I’m in a mood. A reading mood, but it’s not the kind of mood that only means I want to read. This is the kind of mood that means I’m hyper-critical of what I’m reading. I picked up three books from the library yesterday, all books that had been recommended to me or that had appealed to me on some trip to a bookstore or something.
I put the first one down after 24 pages. All of the exposition was in dialogue between a brother and a sister, and it was SO. PAINFUL. They clearly both remembered a thing that happened, but they had to talk through every detail in a way real people would NEVER DO. It’s like this radio commercial I HATED in Virginia for Warman Home Care (you know, like warm and caring? UGH) where a wife says to her husband, “you know how you’re worried about your dad getting older and living by himself and how he won’t be able to take care of himself but how we can’t do it either?” and every time I heard it, I cringed because NO ONE HAS THAT CONVERSATION! People use shorthand! They refer to conversations they’ve had before without going into every detail. Good writing would remember that and use references like clues to pull the reader in. This book was like that commercial and it was so irritating. And then the author tried REALLY HARD to make sure you knew how old the characters are now and were then. On one page, he said straight out that one character was 33, the sister was two years younger than that character, and the brother was three years older.
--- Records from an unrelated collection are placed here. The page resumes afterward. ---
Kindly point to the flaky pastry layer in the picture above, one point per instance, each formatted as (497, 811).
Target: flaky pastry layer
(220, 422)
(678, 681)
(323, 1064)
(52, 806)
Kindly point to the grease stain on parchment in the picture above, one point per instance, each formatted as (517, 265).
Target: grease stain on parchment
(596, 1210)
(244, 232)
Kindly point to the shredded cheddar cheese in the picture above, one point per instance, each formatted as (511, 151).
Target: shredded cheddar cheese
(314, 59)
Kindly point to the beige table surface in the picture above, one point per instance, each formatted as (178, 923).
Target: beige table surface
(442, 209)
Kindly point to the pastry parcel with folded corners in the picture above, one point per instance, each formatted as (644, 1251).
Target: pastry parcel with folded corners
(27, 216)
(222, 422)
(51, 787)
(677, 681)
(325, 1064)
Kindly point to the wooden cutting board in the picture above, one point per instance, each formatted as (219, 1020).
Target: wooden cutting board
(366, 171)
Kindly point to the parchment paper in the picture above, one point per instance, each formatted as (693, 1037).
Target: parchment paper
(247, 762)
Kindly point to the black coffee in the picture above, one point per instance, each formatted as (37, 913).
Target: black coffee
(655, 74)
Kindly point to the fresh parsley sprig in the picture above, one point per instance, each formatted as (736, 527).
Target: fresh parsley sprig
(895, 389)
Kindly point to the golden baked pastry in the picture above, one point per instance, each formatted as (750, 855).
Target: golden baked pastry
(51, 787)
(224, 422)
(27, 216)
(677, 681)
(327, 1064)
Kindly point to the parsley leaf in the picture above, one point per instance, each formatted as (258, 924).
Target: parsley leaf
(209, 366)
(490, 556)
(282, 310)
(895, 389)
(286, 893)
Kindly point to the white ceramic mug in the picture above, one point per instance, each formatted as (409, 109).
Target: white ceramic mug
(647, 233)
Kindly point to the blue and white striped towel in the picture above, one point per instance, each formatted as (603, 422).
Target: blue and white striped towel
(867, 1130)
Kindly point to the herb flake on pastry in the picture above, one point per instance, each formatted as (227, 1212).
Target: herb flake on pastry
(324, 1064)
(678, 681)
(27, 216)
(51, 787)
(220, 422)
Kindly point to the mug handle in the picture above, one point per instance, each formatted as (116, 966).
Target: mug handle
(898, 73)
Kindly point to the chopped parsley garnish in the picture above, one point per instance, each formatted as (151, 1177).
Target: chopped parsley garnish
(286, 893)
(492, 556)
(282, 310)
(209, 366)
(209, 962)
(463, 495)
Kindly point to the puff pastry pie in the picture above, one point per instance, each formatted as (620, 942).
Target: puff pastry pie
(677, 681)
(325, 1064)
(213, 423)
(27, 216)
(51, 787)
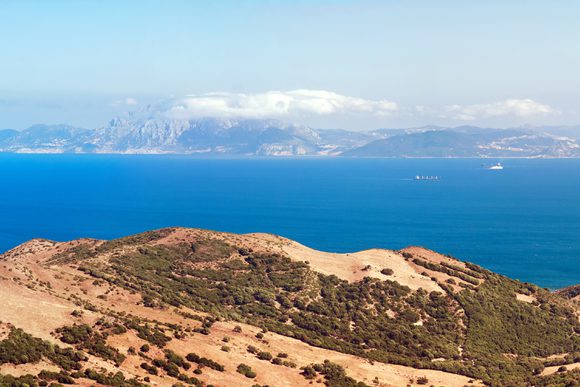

Got it. Okay. A few pages later, the narration explicitly says that a certain event happened 23 years previously. At that point, I did the math – brother was 13, sister was 8. I’m with you. Then, at the bottom of the SAME PAGE, the brother asks the sister, “so, how old were we when that happened?” and she says, “well, I was 8, so you must have been 13.” OH MY GOD I GET IT.
I quit after that.
I picked up my next book right after that and nearly put it down after seven sentences. The main character, making dinner at home with his family, was julienning an onion. The pretentiousness oozed off the page. Are you a chef? No. Is this book about food or cooking? No. THEN YOU’RE CHOPPING THAT GODDAMN ONION. On the next page, we learn he lives in a brownstone. A page later, we learn that he’s going to his local bar, steps away from his brownstone. Then he goes to Whole Foods with his canvas bag, which is just blocks away from his brownstone. Guess what, guys? Mr. Perfect lives in a brownstone. I’m kind of glad he got kidnapped.
For reasons, I don’t understand, I’m still reading this book. I’ll finish it tonight, and I can move on to a book where the Queen is a vampire. I’m expecting better from the paranormal.